Torniamo alle previsioni su chi potrebbe perdere il posto a luglio. Nel suo ultimo rapporto sulle comunicazioni obbligatorie, via Nazionale stima i “licenziamenti che si sarebbero verificati anche senza la pandemia e che verosimilmente si manifesteranno progressivamente alla rimozione del blocco” in 90mila nelle costruzioni e 75mila nell’industria, per un totale di 165mila. Altri 100mila (stima conservativa) sarebbero nel commercio e nel turismo, comparti per i quali però il blocco permane fino a ottobre – e per allora ci sarà stato l’impatto positivo della stagione estiva. Palazzo Koch aggiunge che “a questi si aggiungeranno quelli riconducibili alla riduzione dell’attività economica causata dalla crisi”, dato che però dipenderà dall’andamento dell’economia, che in questa fase appare in netta ripresa stando ai dati Istat su fatturato dell’industria e commercio estero.
Un’altra stima l’ha fatta in aprile l’Ufficio parlamentare di bilancio, secondo cui sono circa 130mila i lavoratori a rischio da luglio: meno di quanto si temeva nei mesi precedenti, grazie alla sostanziale tenuta (anche grazie agli aiuti pubblici) della redditività delle imprese manifatturiere, con la sola eccezione del comparto tessile e moda. “Il recupero di regimi normali di attività economica per i settori/comparti assicurati con la Cassa integrazione, unitamente alla possibilità di accedere alla Cassa integrazione con le causali tradizionali e con contatori azzerati, concorre a ridimensionare la platea dei dipendenti che potrebbero essere licenziati”, scrive l’Upb nella memoria sul primo decreto Sostegni. L’organismo indipendente cita il Rapporto “Il mercato del lavoro nel 2020”, secondo cui “a settembre 2020 sono stati poco meno di 200.000 i dipendenti con una quota delle ore integrate superiore all’80 per cento” e tra questi “poco più di 100.000 sono rimasti in integrazione salariale per sette mesi (da marzo a settembre) e altri 60.000 circa per sei mesi”, e sottolinea che questi “sono identificabili come la platea più a rischio di licenziamento. Si tratta di una platea riferibile, però, a tutti i settori/comparti e non specificamente a quelli per cui i licenziamenti sono sbloccati dal 1° luglio”.

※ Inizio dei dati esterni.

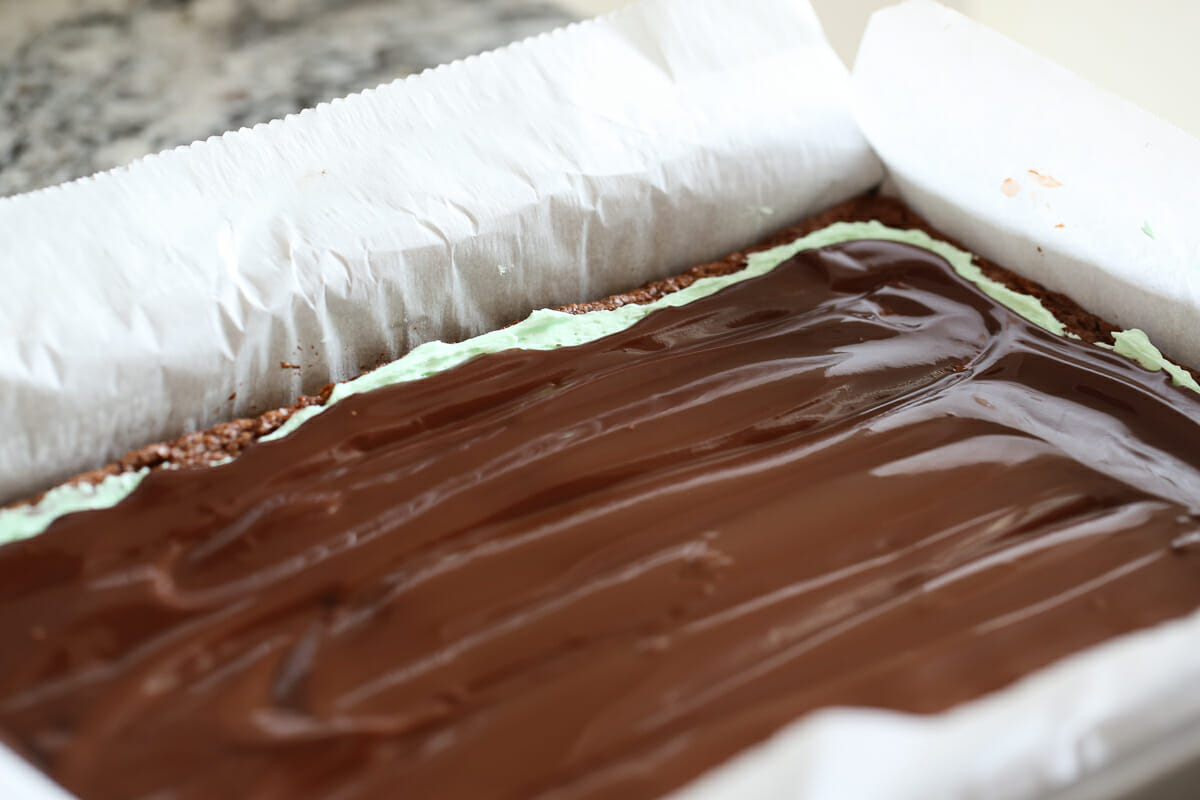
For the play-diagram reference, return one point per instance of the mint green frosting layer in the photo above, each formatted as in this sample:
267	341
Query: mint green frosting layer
546	330
1134	344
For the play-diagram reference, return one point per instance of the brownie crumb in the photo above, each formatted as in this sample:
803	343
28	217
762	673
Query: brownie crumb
229	439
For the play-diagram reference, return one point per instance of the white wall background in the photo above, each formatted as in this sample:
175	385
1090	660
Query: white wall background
1146	50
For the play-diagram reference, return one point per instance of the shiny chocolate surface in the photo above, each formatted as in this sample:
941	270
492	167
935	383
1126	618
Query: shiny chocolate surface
598	571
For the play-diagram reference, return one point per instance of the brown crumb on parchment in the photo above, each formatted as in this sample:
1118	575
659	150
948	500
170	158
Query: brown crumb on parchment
229	439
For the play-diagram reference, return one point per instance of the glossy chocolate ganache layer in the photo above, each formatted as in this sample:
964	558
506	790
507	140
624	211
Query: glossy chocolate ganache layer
598	571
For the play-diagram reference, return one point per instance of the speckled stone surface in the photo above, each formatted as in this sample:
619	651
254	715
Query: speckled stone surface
91	84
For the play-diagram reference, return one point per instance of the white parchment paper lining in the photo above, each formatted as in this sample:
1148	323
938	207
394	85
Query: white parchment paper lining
137	304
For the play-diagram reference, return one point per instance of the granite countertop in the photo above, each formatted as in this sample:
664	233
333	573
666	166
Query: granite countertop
91	84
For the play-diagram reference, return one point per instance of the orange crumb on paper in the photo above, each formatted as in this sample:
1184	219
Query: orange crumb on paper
1044	180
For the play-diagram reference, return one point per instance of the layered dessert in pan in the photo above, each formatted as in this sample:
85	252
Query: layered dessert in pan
600	552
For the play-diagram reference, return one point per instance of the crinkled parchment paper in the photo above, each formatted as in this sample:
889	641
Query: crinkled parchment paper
136	304
227	277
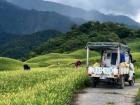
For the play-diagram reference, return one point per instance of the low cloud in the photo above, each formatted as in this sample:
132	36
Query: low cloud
125	7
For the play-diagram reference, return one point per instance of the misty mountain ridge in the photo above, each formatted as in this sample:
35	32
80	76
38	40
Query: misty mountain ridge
16	20
74	12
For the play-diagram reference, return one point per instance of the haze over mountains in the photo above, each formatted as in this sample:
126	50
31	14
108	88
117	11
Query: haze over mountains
16	20
26	24
73	12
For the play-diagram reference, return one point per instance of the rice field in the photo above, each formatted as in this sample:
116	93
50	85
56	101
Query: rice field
52	80
40	86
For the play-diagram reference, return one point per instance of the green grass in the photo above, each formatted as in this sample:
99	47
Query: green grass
51	81
138	98
41	86
9	64
134	45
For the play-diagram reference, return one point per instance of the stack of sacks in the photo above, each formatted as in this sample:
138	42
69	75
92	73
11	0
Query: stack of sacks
96	65
124	64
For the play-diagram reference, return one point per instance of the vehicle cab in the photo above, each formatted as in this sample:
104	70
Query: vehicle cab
116	63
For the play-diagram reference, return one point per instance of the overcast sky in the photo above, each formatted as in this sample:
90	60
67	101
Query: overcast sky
126	7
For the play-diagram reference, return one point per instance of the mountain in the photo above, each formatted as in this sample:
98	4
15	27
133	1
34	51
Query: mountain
16	20
73	12
78	37
16	46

Un’indicazione simile si desume, continua l’Upb, dal “più recente Bollettino economico della Banca d’Italia, dove gli occupati nel 2021 sono previsti in contrazione dello 0,9 per cento, con una perdita di circa 225.000 soggetti nel complesso di dipendenti e indipendenti e di tutti i settori/comparti. Anche questo dato va, tuttavia, letto come un upper bound”. Un’altra fonte è l’Osservatorio sul precariato dell’INPS che mostra come le “minori cessazioni” registrate nel periodo del blocco sano state 130mila nei comparti della manifattura e delle costruzioni. Dunque “se dal 1° luglio i datori di lavoro volessero recuperare lo stock accumulato di mancate cessazioni, potrebbero essere a rischio questi 130.000 lavoratori, un dato che si posizionerebbe nel mezzo della forchetta 100.000-200.000 prima individuata”.